Tipperary farm leader says Irish eyes 'must be kept on Brexit finishing line'

tipperary star reporter


tipperary star reporter



Tipperary farm leader says Irish eyes 'must be kept on Brexit finishing line'

ICMSA president Pat McCormack: Irish eyes 'must be kept on Brexit finishing line'

The president of ICMSA has said that as intensive negotiations resume on what could, hopefully, turn out to be the “Brexit home straight”, it is vital that the Government keeps its gaze fixed on what Irish farming and agri-food required by way of new post-Brexit trading arrangements.

These are a system as close to the present one as possible, according to Pat McCormack.

“I know that every farmer in Ireland is watching this closely and willing the negotiations to succeed on a basis that leaves our food exports to Britain continuing on a tariff-free and quota-free basis,” he said.

The Tipperary Town farmer said that we had held those markets for centuries and we were certain that British consumers wanted our food and, we, for our part, wanted their custom.

“I’m also very conscious of the fact that Ireland does not have an independent voice in this. We are part of the EU and Mr Barnier, therefore ,speaks for us. There is also the fact that the other member states have given us unwavering support on the issue of the border and we must show solidarity in return,” said the ICMSA president.
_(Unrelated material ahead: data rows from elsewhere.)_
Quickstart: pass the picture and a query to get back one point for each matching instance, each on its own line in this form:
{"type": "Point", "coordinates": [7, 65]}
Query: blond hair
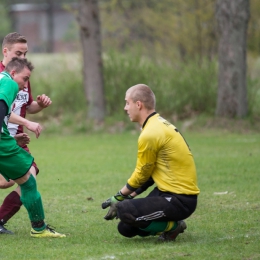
{"type": "Point", "coordinates": [143, 93]}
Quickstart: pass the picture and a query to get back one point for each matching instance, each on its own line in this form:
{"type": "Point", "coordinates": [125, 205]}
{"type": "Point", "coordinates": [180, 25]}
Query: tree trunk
{"type": "Point", "coordinates": [232, 17]}
{"type": "Point", "coordinates": [92, 59]}
{"type": "Point", "coordinates": [50, 26]}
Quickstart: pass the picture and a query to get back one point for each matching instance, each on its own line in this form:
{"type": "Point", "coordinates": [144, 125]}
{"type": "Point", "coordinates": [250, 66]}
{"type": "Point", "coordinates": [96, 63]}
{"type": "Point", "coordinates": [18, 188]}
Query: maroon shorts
{"type": "Point", "coordinates": [25, 147]}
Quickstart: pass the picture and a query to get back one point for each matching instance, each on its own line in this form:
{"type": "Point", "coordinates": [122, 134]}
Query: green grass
{"type": "Point", "coordinates": [77, 173]}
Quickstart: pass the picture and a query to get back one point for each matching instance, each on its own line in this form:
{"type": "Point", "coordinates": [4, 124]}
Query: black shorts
{"type": "Point", "coordinates": [157, 206]}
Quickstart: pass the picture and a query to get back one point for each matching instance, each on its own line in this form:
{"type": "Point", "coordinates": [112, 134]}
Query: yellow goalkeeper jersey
{"type": "Point", "coordinates": [164, 155]}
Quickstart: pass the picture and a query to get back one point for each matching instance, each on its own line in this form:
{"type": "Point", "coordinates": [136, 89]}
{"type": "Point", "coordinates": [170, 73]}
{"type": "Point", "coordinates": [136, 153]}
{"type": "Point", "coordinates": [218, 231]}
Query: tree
{"type": "Point", "coordinates": [92, 60]}
{"type": "Point", "coordinates": [232, 18]}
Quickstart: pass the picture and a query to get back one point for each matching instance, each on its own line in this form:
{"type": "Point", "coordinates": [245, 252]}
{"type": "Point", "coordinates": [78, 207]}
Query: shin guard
{"type": "Point", "coordinates": [31, 199]}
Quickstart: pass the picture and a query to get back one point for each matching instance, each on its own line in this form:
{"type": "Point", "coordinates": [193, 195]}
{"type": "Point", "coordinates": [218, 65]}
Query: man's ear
{"type": "Point", "coordinates": [139, 104]}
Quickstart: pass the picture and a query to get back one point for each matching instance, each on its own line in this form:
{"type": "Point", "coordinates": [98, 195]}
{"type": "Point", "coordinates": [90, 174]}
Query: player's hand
{"type": "Point", "coordinates": [34, 127]}
{"type": "Point", "coordinates": [112, 203]}
{"type": "Point", "coordinates": [22, 139]}
{"type": "Point", "coordinates": [43, 101]}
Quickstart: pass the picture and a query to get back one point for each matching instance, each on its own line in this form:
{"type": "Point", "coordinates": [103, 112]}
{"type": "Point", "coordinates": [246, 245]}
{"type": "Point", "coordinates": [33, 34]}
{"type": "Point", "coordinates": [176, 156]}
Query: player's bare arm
{"type": "Point", "coordinates": [22, 139]}
{"type": "Point", "coordinates": [41, 102]}
{"type": "Point", "coordinates": [31, 126]}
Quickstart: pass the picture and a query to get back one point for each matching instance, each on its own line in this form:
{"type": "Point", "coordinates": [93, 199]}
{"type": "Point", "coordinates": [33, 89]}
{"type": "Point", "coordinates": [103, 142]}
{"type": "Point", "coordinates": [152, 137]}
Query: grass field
{"type": "Point", "coordinates": [77, 173]}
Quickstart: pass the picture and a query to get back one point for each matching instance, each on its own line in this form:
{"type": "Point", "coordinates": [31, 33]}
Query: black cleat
{"type": "Point", "coordinates": [172, 234]}
{"type": "Point", "coordinates": [3, 230]}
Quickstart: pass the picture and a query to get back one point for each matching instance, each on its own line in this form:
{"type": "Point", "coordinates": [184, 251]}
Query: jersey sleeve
{"type": "Point", "coordinates": [30, 95]}
{"type": "Point", "coordinates": [8, 91]}
{"type": "Point", "coordinates": [146, 160]}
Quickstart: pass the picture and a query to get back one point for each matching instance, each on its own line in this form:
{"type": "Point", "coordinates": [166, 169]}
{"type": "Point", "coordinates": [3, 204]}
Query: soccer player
{"type": "Point", "coordinates": [15, 162]}
{"type": "Point", "coordinates": [15, 45]}
{"type": "Point", "coordinates": [163, 158]}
However, we still needed to guard against our multi-billion euro food exports to the UK being held “ransom” by other member state’s particular concerns that were nowhere near as important to their economies as food was to Ireland’s, he said.

Mr McCormack said that Ireland will obviously stand with and within the overall EU position, but the others will have to remember that stopping a Brexit deal for issues that might represent 1% or 2% of their economy in a way that severely damages our food exports to the UK which represent up to 15% of net indigenous Irish economic exports is a very different matter.

“The Government will remember that, ultimately, they must represent Ireland’s interests and - it bears repeating - our interests are in a post-Brexit arrangement that is as close to the present system as possible,” he said.